Last month, I listened as a friend stood up in a conference session on video-blogging and told the room that someone had once advised her to never put herself in front of the camera. “He told me,” she said, “that I have a ‘far-away’ face.” A face, that is, that is best viewed from a distance. A face that one’s mother could love, and maybe some others, but not everybody, and certainly not a camera.
Everyone in the room gasped, of course. Most, too, I suspect, cringed inwardly at some similar memory – a schoolmate teasing them about their hair, a friend commenting on their weight, a well-meaning relative remarking that ‘she’d be so pretty if it weren’t for her nose’ – some memory of some statement that maybe wasn’t meant to hurt, but did, because it aggravated all those insecurities, all those doubts, all those misgivings that we have about how we are seen. We were all, I am sure, thinking that the words that were spoken to Loralee were ridiculous and wrong. But we were – many of us, some of us, I am sure – also thinking that those words could have been spoken to us. It is easy to see the beauty in others. It is so hard to see it in ourselves.

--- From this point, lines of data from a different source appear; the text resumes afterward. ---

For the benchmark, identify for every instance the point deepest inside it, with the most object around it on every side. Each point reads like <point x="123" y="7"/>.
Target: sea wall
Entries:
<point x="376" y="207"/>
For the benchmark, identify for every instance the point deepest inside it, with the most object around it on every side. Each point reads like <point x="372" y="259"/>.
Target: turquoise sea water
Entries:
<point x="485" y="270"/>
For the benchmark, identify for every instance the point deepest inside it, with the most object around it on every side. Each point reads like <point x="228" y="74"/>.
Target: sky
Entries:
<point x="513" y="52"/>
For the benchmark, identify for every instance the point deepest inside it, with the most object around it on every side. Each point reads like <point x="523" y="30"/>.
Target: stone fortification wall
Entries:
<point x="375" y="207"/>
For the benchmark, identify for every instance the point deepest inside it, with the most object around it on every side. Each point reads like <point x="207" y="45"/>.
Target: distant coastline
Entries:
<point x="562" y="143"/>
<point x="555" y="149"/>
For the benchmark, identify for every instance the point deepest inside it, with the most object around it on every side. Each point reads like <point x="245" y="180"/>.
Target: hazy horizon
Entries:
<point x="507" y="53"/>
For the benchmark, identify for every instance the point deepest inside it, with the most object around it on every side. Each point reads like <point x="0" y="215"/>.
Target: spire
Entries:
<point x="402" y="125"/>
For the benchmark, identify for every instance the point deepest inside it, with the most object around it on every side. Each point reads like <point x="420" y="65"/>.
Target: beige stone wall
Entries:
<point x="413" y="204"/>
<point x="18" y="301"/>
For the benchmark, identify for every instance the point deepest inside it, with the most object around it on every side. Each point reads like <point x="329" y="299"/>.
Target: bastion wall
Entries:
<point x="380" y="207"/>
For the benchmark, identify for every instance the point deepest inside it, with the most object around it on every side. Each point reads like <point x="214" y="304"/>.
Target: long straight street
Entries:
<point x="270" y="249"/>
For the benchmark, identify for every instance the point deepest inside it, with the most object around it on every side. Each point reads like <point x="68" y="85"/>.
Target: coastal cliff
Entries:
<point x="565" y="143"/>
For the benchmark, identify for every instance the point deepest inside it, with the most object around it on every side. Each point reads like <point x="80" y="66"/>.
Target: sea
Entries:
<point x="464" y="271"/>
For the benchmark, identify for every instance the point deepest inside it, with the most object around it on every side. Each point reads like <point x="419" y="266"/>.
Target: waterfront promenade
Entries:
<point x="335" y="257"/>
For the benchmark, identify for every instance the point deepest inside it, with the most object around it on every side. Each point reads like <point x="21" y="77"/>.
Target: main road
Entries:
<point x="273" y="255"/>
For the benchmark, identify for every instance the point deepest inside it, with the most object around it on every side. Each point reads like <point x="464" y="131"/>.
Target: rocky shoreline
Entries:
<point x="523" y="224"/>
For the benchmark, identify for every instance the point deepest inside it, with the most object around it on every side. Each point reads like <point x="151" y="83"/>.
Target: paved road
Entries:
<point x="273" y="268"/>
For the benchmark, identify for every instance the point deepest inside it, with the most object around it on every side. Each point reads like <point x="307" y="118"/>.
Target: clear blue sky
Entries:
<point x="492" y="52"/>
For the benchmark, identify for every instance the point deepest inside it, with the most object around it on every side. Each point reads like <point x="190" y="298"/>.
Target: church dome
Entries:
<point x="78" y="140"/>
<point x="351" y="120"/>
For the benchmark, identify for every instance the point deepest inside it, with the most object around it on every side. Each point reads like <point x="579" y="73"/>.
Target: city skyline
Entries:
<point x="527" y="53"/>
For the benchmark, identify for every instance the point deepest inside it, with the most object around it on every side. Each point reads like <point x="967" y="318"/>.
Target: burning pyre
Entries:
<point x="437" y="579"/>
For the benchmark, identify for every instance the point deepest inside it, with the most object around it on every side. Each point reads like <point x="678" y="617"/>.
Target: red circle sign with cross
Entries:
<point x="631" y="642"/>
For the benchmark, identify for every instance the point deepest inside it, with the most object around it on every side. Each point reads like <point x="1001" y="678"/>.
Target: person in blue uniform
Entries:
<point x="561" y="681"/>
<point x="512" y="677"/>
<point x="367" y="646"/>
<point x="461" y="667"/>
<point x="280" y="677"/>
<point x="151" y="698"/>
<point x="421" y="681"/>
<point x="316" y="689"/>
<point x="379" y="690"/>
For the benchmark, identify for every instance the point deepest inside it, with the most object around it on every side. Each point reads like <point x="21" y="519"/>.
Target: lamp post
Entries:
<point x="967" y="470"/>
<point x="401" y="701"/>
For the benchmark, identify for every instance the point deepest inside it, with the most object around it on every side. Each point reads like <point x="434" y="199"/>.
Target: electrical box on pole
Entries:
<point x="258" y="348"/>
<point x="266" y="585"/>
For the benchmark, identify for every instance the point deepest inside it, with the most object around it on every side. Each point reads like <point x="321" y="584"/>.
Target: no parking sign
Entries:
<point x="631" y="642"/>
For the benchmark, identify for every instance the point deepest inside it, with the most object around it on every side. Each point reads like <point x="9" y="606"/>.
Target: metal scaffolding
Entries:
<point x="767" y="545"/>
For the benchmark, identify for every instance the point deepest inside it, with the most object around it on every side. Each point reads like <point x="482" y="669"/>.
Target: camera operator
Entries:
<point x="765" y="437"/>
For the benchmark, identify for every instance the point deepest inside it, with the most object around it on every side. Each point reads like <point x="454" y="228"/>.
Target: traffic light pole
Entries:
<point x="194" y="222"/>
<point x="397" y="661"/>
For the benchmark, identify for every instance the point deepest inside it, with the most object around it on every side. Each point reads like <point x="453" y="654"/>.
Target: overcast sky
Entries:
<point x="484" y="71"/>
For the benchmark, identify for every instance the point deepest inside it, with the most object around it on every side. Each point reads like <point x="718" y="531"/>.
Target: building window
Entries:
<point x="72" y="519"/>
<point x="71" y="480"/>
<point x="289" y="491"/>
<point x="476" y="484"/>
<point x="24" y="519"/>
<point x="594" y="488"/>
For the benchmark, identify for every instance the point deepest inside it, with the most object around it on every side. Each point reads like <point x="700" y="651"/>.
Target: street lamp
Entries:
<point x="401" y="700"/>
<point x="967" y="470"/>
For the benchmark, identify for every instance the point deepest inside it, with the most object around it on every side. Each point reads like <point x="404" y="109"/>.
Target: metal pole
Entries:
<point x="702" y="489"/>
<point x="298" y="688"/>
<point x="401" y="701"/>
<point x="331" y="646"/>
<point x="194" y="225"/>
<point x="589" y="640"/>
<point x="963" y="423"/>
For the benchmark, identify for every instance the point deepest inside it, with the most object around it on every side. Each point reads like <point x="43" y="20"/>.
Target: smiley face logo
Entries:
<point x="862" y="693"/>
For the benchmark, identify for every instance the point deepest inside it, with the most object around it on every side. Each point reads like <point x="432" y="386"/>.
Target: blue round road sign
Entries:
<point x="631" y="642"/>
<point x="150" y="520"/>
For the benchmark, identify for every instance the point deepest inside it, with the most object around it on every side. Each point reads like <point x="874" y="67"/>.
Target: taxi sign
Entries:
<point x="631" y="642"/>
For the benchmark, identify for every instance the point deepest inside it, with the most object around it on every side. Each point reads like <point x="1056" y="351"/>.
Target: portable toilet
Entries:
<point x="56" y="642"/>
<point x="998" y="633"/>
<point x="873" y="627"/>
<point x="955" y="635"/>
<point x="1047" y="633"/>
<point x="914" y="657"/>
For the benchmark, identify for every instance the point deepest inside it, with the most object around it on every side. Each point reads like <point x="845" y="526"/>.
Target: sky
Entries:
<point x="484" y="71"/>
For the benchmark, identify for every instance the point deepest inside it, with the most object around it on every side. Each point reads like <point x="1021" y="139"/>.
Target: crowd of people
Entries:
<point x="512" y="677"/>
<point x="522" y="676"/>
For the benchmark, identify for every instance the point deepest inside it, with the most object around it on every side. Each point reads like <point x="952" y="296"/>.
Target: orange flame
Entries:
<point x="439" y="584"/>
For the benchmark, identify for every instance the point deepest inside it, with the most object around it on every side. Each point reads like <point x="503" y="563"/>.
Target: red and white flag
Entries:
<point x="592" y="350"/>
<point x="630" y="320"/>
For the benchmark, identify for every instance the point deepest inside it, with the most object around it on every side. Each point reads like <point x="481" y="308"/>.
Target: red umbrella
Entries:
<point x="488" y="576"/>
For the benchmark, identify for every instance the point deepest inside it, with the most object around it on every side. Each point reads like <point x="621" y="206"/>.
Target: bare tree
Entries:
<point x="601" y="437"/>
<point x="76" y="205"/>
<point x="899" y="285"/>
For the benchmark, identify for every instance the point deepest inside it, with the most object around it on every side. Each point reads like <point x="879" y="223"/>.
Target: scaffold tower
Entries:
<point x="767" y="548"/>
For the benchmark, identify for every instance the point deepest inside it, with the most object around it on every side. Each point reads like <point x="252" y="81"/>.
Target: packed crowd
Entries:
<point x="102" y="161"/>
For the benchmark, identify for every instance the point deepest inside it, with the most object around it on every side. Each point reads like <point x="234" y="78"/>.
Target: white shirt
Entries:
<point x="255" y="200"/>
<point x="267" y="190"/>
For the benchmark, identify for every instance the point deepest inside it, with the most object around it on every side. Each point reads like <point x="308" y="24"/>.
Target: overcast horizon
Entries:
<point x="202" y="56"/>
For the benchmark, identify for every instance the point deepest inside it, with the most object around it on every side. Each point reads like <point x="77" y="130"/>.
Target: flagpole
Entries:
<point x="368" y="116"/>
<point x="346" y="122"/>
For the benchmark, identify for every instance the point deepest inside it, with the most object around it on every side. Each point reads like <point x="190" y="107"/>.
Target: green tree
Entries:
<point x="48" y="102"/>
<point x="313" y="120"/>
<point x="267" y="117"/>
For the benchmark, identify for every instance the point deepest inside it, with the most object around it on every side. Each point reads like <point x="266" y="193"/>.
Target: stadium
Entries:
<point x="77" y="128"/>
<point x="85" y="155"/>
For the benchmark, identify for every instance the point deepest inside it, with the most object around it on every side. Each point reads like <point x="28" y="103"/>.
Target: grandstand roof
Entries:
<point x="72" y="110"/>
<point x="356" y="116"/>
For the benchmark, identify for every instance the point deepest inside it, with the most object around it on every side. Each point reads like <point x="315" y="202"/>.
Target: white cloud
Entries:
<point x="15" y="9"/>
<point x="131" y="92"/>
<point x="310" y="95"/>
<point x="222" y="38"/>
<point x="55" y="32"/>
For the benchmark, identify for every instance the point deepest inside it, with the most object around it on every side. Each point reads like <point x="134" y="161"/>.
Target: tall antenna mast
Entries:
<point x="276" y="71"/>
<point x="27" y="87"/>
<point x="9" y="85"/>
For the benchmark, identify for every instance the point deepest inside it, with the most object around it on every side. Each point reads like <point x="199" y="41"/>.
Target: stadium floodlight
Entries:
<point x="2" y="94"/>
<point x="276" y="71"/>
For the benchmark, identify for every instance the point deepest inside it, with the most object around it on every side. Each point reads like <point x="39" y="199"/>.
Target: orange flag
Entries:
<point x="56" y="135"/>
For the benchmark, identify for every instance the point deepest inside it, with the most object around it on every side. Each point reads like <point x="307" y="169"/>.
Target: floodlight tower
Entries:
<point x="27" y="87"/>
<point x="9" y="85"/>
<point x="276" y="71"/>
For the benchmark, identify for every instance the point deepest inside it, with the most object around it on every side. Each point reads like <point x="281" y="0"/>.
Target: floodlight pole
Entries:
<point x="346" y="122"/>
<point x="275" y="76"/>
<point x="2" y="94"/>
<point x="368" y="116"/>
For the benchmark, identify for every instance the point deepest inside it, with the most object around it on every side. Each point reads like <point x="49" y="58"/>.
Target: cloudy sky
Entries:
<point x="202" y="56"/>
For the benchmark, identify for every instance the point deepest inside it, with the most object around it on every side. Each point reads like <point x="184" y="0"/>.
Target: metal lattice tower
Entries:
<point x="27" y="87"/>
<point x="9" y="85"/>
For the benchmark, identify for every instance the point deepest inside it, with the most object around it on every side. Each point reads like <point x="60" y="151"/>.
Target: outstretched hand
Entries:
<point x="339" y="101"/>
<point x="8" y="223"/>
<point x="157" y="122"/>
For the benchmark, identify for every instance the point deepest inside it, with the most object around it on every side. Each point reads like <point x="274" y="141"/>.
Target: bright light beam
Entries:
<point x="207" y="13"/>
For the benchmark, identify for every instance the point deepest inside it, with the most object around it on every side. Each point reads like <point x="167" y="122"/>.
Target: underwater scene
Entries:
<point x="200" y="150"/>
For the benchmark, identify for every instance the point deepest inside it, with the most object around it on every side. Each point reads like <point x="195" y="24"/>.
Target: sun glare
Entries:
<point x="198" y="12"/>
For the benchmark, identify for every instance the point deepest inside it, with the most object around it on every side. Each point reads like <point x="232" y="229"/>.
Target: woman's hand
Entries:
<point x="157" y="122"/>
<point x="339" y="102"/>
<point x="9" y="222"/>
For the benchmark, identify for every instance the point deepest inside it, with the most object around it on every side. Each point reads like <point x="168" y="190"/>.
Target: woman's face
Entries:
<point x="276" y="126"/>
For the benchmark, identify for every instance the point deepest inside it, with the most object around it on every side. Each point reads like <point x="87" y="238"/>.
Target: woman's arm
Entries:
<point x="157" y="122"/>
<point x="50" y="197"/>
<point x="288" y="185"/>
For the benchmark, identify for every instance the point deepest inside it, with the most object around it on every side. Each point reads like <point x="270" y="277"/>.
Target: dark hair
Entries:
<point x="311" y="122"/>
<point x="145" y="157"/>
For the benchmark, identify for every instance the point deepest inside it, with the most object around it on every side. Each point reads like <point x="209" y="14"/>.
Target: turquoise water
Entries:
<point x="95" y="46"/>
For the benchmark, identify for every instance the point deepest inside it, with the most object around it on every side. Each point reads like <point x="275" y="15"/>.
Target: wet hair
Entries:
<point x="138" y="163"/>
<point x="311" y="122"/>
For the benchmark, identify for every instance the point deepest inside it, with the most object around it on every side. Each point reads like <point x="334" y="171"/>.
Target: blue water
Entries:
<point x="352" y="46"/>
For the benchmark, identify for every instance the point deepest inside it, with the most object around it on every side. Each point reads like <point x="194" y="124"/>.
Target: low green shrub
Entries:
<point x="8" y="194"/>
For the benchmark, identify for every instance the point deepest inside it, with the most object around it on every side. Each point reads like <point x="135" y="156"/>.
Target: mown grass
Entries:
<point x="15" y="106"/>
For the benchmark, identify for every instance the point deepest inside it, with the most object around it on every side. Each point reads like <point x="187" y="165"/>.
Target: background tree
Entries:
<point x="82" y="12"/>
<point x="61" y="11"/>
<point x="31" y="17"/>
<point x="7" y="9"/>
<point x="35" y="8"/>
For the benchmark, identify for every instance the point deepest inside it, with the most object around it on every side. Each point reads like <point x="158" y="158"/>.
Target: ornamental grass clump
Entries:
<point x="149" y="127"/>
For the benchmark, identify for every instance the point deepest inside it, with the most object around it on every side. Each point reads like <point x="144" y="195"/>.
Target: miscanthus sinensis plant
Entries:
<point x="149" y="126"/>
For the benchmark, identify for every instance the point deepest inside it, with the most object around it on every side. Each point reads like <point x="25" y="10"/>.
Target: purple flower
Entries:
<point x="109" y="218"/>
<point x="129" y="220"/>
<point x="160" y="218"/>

I said this to Loralee, later. I told her that she was beautiful and that what had been said to her was ridiculous and that who knows what makes people say such crazy stupid things? But I also said that I’d been there, too, that I knew what it felt like, and that I knew that it hurt. “I hope that it doesn’t hurt so much anymore,” I said, “because you are – you know this – beautiful.”
“YOU are beautiful, too.”
“No, I’ve never felt that way, but I don’t care anymore.”
“You are so beautiful.”
“No, you are.”
“No, YOU are.”
It was one of those conversations that nauseates bystanders.
But we don’t have these conversations often enough, possibly for the very reason that we fear they sound insincere. Beauty is in the eye of the beholder, the saying goes, but we suspect that that’s an easy out, a free pass to the kind of social flattery that enhances friendships and eases discourse and provides us with an convenient means of expressing admiration. You’re beautiful, we tell our friends and our loved ones and our would-be loved ones and, some days, anyone who says, even in passing, I hate my hair, or I look fat in these pants. No, no, we protest. No, you’re beautiful. No, really, you are. And they wonder if we’re telling truth.
We are telling the truth. We are. We could attach all variety of disclaimers and conditions to that statement – we are, because when you love someone, you see beauty; we are, because, in love and in friendship and in admiration, we can overlook things that might be conventionally regarded as flaws; we are, because even when we see flaws, those flaws appear to us as parts of a beautiful whole; we are, because whether or not you look fat in those pants doesn’t matter to us – but the disclaimers and conditions don’t change the truth that when we really look at people – people we love, people we admire, good people – when we really look at them, we see beauty. We do. We should celebrate that more often. Say it more often. Insist upon it, more often, so that it gets heard.
Loralee and I decided that we should do just that, that we should follow the example of people – like this lady – who make a practice – an art – of celebrating beauty, wherever they find it. We decided that we would make a practice of using our words to remind others of their beauty. And we decided that we would start with each other.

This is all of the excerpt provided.